Whatever coping mechanism he'd created for himself through the hundreds of losses he'd experienced in this game wouldn't quite suffice this time around. This is new for him, too. Earlier on Sunday, at least, he'd been able to consider the season in context, and it seems likely when the pain of losing a World Series game wears off a bit, he'll do the same with Game 5 as well.
"I mean, put it in perspective," Collins said on Sunday afternoon. "During the season you've got to get over it. You've got to play again tomorrow. We're running out of time here, we have to figure out what we can do to—we've got to win today, that's where it's at. Whereas during the season, you can't worry about what just happened... Tonight we've got everybody, because there may not be tomorrow.
"Let me tell you something, the pressure is over 162 and getting to this point. This should be fun, and enjoy it." In that way, at least, Collins stayed true to the vision he laid out back on the night the Mets clinched the National League East.
"When we clinched in Cincinnati, I was lucky enough to have my sister in town," Collins recalled back in early October. "My wife was there.
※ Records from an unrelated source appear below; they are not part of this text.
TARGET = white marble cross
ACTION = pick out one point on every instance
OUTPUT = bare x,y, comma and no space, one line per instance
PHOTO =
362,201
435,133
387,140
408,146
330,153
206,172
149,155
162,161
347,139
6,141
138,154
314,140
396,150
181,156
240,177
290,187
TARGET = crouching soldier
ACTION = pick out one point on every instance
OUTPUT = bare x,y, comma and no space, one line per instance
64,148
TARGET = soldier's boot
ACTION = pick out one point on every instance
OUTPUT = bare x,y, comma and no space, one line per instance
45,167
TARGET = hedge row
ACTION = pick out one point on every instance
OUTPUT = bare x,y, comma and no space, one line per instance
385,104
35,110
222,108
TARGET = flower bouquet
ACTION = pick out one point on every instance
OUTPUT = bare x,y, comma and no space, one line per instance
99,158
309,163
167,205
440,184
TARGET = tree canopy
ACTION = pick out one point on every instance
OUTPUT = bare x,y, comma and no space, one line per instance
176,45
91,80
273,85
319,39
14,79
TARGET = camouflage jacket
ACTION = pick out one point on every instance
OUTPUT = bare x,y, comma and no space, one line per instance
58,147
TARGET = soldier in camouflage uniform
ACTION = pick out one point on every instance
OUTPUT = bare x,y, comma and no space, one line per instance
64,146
And that dinner, that night, was the first time I just said—I go back, it was the first time I ever managed in the big leagues and I'm standing on that first baseline in my first game [that I said] it's all been worth it, all the bus rides, all the years, all the time on the field. [When the Mets clinched], I said the same thing.
"The last couple days, it's been getting ready for tomorrow. As you know, there's a lot going into getting ready for a game in our world today instead of just showing up and playing. But, yeah, I had that time when I certainly said, boy, this has been all worth it." There's not a lot of enjoyment to be found in this sort of crushing defeat, but Collins helped author a season that, for several giddy months, paid him back for his lifetime in the game. Not quite in full, but baseball doesn't necessarily work that way. For Collins and everyone else, there's always next season.